有關 API 的詳細資訊,請參閱 ChiSquareTest Java 文件

import java.util.Arrays;
import java.util.List;

import org.apache.spark.ml.linalg.Vectors;
import org.apache.spark.ml.linalg.VectorUDT;
import org.apache.spark.ml.stat.ChiSquareTest;
import org.apache.spark.sql.Dataset;
import org.apache.spark.sql.Row;
import org.apache.spark.sql.RowFactory;
import org.apache.spark.sql.types.*;

List<Row> data = Arrays.asList(
  RowFactory.create(0.0, Vectors.dense(0.5, 10.0)),
  RowFactory.create(0.0, Vectors.dense(1.5, 20.0)),
  RowFactory.create(1.0, Vectors.dense(1.5, 30.0)),
  RowFactory.create(0.0, Vectors.dense(3.5, 30.0)),
  RowFactory.create(0.0, Vectors.dense(3.5, 40.0)),
  RowFactory.create(1.0, Vectors.dense(3.5, 40.0))
);

StructType schema = new StructType(new StructField[]{
  new StructField("label", DataTypes.DoubleType, false, Metadata.empty()),
  new StructField("features", new VectorUDT(), false, Metadata.empty()),
});

Dataset<Row> df = spark.createDataFrame(data, schema);
Row r = ChiSquareTest.test(df, "features", "label").head();
System.out.println("pValues: " + r.get(0).toString());
System.out.println("degreesOfFreedom: " + r.getList(1).toString());
System.out.println("statistics: " + r.get(2).toString());
在 Spark 儲存庫中,於「examples/src/main/java/org/apache/spark/examples/ml/JavaChiSquareTestExample.java」中尋找完整的範例程式碼。

Summarizer

我們透過 SummarizerDataframe 提供向量欄摘要統計資料。可用的指標有欄位明細的最大值、最小值、平均值、總和、變異數、標準差和非零個數,以及總計數。

有關 API 的詳細資訊,請參閱 Summarizer Python 文件

from pyspark.ml.stat import Summarizer
from pyspark.sql import Row
from pyspark.ml.linalg import Vectors

df = sc.parallelize([Row(weight=1.0, features=Vectors.dense(1.0, 1.0, 1.0)),
                     Row(weight=0.0, features=Vectors.dense(1.0, 2.0, 3.0))]).toDF()

# create summarizer for multiple metrics "mean" and "count"
summarizer = Summarizer.metrics("mean", "count")

# compute statistics for multiple metrics with weight
df.select(summarizer.summary(df.features, df.weight)).show(truncate=False)

# compute statistics for multiple metrics without weight
df.select(summarizer.summary(df.features)).show(truncate=False)

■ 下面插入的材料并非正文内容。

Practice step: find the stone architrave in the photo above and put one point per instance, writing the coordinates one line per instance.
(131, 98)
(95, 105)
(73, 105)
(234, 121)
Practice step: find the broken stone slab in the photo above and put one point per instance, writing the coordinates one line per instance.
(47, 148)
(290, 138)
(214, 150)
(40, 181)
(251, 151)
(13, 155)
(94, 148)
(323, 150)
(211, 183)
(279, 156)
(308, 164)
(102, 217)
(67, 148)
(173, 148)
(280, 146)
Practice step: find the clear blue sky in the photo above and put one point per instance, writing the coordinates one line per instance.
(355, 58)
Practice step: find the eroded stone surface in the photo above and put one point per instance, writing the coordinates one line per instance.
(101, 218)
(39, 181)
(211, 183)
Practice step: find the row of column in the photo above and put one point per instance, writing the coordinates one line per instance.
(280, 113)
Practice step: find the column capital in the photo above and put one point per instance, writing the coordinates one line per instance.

# compute statistics for single metric "mean" with weight
df.select(Summarizer.mean(df.features, df.weight)).show(truncate=False)

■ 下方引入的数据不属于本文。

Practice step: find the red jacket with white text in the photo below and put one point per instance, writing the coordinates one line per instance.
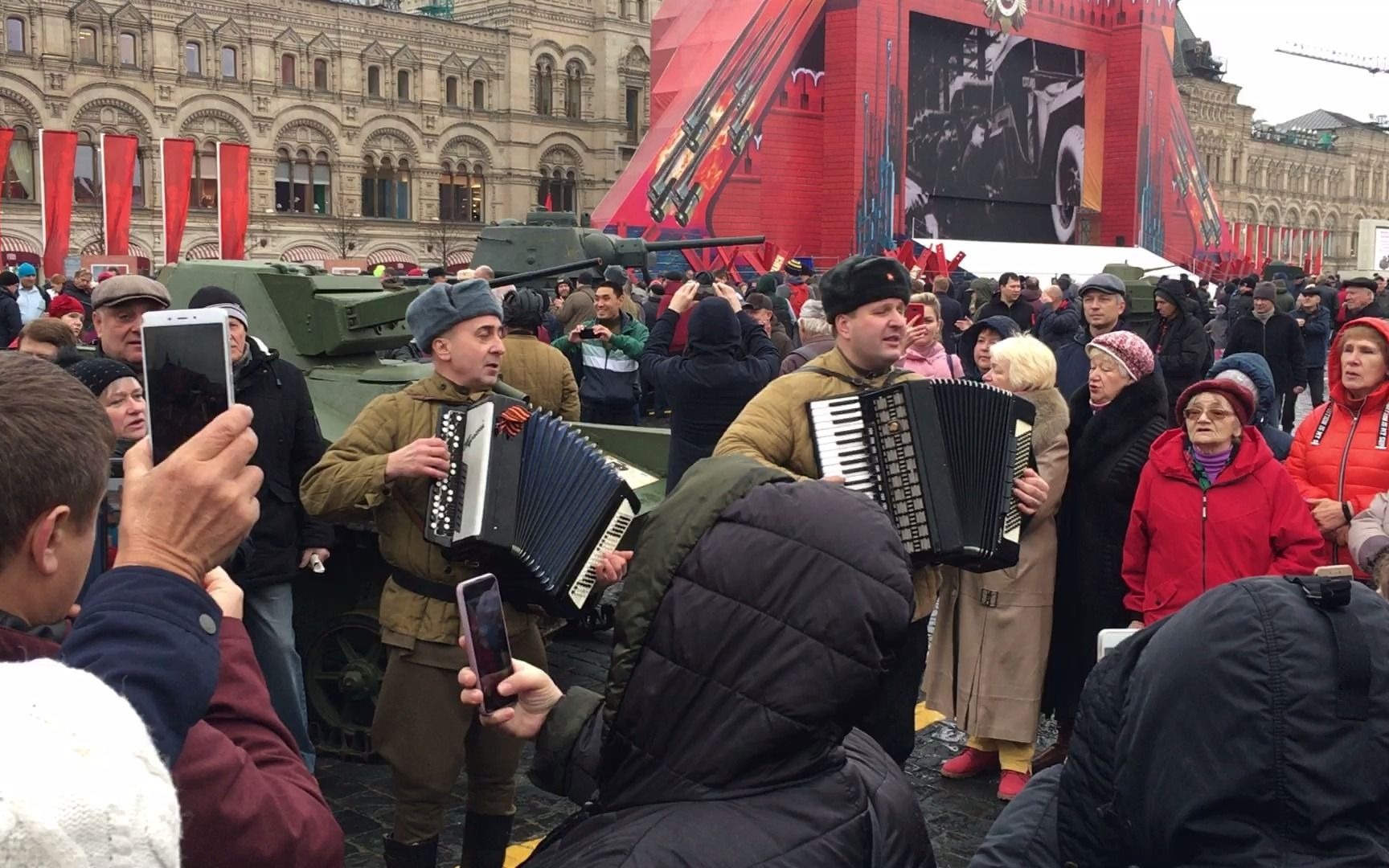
(1182, 541)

# compute statistics for single metric "mean" without weight
df.select(Summarizer.mean(df.features)).show(truncate=False)
在 Spark 儲存庫中,於「examples/src/main/python/ml/summarizer_example.py」中尋找完整的範例程式碼。

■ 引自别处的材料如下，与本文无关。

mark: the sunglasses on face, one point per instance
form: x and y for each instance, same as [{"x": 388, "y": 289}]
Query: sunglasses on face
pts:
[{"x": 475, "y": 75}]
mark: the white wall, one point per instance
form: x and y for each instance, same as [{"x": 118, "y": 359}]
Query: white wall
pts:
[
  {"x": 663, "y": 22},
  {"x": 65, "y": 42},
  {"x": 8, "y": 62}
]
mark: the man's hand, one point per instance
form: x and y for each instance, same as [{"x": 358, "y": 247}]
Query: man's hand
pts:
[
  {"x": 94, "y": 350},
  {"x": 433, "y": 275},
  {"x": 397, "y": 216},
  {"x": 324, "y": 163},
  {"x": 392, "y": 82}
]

下列範例示範如何使用 Summarizer 計算輸入資料框的向量欄平均值和變異數,有權重欄和沒有權重欄。

import org.apache.spark.ml.linalg.{Vector, Vectors}
import org.apache.spark.ml.stat.Summarizer

val data = Seq(
  (Vectors.dense(2.0, 3.0, 5.0), 1.0),
  (Vectors.dense(4.0, 6.0, 7.0), 2.0)
)

val df = data.toDF("features", "weight")

val (meanVal, varianceVal) = df.select(metrics("mean", "variance")
  .summary($"features", $"weight").as("summary"))
  .select("summary.mean", "summary.variance")
  .as[(Vector, Vector)].first()

println(s"with weight: mean = ${meanVal}, variance = ${varianceVal}")

val (meanVal2, varianceVal2) = df.select(mean($"features"), variance($"features"))
  .as[(Vector, Vector)].first()

println(s"without weight: mean = ${meanVal2}, sum = ${varianceVal2}")
在 Spark 儲存庫中,於「examples/src/main/scala/org/apache/spark/examples/ml/SummarizerExample.scala」中尋找完整的範例程式碼。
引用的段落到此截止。